Japan Geoscience Union Meeting 2021

Presentation information

[E] Oral

M (Multidisciplinary and Interdisciplinary) » M-GI General Geosciences, Information Geosciences & Simulations

[M-GI29] Data assimilation: A fundamental approach in geosciences

Thu. Jun 3, 2021 10:45 AM - 12:15 PM Ch.09 (Zoom Room 09)

convener:Shin ya Nakano(The Institute of Statistical Mathematics), Yosuke Fujii(Meteorological Research Institute, Japan Meteorological Agency), Takemasa Miyoshi(RIKEN), SHINICHI MIYAZAKI(Graduate School of Science, Kyoto University), Chairperson:Yosuke Fujii(Meteorological Research Institute, Japan Meteorological Agency), Takemasa Miyoshi(RIKEN)

11:30 AM - 11:45 AM

[MGI29-10] An iterative ensemble-based variational method with ensemble generation in random subspaces

*Shin ya Nakano1,2 (1.The Institute of Statistical Mathematics, 2.Center for Data Assimilation Research and Applications, Joint-Support Center for Data Science Research)

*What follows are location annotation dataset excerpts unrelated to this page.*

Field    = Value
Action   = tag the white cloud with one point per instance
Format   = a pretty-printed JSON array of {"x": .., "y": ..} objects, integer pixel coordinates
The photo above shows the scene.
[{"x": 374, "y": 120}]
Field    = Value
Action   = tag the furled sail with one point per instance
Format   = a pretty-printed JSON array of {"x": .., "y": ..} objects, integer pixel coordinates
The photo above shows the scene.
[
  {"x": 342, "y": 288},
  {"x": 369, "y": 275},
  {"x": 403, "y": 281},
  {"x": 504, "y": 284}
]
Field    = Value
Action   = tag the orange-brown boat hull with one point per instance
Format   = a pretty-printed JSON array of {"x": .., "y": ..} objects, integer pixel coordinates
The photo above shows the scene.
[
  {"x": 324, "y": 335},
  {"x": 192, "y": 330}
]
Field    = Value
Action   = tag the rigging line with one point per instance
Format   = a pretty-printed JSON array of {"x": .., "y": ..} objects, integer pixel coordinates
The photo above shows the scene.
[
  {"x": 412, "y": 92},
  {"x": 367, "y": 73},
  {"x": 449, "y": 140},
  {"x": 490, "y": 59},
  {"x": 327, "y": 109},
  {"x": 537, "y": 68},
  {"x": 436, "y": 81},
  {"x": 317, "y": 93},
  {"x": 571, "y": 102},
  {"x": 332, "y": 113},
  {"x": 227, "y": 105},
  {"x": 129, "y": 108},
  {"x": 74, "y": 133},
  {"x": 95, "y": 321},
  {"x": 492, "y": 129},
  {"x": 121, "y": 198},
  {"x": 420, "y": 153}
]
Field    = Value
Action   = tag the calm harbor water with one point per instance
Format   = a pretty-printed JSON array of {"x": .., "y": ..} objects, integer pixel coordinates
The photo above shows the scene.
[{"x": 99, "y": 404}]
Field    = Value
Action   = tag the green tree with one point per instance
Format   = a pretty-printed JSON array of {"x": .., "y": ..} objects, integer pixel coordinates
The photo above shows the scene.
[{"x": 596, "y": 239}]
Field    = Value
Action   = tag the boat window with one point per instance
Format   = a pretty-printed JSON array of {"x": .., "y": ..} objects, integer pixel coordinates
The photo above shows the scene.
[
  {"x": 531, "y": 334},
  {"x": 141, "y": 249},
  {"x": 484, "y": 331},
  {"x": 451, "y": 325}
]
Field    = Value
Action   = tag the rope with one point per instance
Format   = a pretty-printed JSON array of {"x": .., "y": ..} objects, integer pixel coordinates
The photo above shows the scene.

Keywords:ensemble-based variational method, data assimilation

The ensemble-based method for variational data assimilation problems, referred to as the 4-dimensional ensemble variational method (4DEnVar), is a useful tool for data assimilation problems. Although the 4DEnVar is originally based on a linear approximation, highly uncertain problems, where system nonlinearity is significant, can be solved by an iterative algorithm which minimizes a quadratic function at each iteration. This iterative method can be regarded as an approximation of the Gauss-Newton method for solving 4-dimensional variational problems. Since ensemble-based methods basically seek the solution within a lower-dimensional subspace spanned by the ensemble members, it appears that the solution of this iterative method is confined within the subspace. However, the conditions for monotonic convergence to a local maximum of the objective function can be satisfied even if the ensemble is distributed in different subspace at each iteration. This study demonstrates that the iterative ensemble-based algorithm can solve high-dimensional problems if it is allowed that the ensemble can be generated in different subspace at each iteration.